Упершись ногой в его грудь, я выдернул нож из раны.

«Убитый» открыл глаза и взревел, хотя изо рта его, пенясь, брызнула кровь. На вид он казался мертвее мертвого, однако в первый момент я, вовсе не ожидавший его воскресения, куда сильней удивился тому, что слышу его рев в бескрайнем безмолвии пустоты, а между тем объяснялось все просто: вблизи окружавшие нас атмосферы слились воедино, и я смог услышать даже бульканье крови, извергаемой раной.

Высвободив клинок, я ударил его в лицо. К несчастью, острие угодило в толстую лобную кость, а без опоры для ног удар оказался не настолько силен, чтоб пробить ее, и меня оттолкнуло назад – назад, в окружавшую нас пустоту.

Ответный удар – и когти человекомедведя рассекли мне плечо. Сцепившись, мы закружились, закувыркались над палубой, а оброненный мною нож парил между нами, поблескивая в свете звезд окровавленной сталью клинка. Попробовал я поймать его, но человекомедведь, взмахнув рукой, отправил нож в бездну межсолнечной пустоты.

Тогда я, дотянувшись до шеи противника, сорвал с него ожерелье из цилиндрических бусин. Ему бы в таком положении вцепиться в меня, да покрепче, но, вероятно, этому помешали когти на пальцах. Ударив меня наотмашь, он судорожно принялся хватать ртом пустоту, вмиг задохнулся, обмяк, а я кувырком полетел прочь.
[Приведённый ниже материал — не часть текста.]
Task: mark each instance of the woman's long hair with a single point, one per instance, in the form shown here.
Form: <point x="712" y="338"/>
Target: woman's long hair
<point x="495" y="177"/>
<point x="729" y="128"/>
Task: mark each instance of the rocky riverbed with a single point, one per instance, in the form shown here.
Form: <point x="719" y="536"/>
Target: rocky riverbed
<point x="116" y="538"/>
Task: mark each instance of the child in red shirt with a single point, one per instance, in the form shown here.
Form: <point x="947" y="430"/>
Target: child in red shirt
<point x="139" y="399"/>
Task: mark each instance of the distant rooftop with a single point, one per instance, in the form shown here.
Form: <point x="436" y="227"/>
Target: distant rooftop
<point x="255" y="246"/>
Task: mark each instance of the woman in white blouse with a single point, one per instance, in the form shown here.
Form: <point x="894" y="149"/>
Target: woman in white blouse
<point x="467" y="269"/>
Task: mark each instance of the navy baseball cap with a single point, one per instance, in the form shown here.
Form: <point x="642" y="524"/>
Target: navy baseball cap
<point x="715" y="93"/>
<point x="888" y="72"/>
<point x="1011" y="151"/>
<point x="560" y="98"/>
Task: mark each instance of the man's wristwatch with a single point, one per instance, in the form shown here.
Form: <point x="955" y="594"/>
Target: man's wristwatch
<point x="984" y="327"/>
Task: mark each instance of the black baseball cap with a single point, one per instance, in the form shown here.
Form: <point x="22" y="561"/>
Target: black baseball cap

Увы, всю возможную радость победы без остатка затмили угрызения совести вкупе с уверенностью, что вскоре такая же смерть ждет и меня. Совесть терзала меня, оттого что я вправду, со всей искренностью, на какую способен человеческий разум, когда ему более не грозят испытания, сожалел о его гибели, а уверенность в гибели собственной внушало направление полета: судя по наклону мачт, ни до растяжек, ни до вант мне было уже не дотянуться. Надолго ли хватит воздуха в ожерельях, я представлял себе разве что смутно – может, на стражу, может, чуть больше. Запас у меня двойной… значит, максимум на три стражи, а когда сей срок истечет, я неизбежно умру – медленно, все лихорадочнее и лихорадочнее хватая ртом воздух, неумолимо переходящий в ту форму, что дарит возможность дышать, жить, одним лишь цветам да деревьям.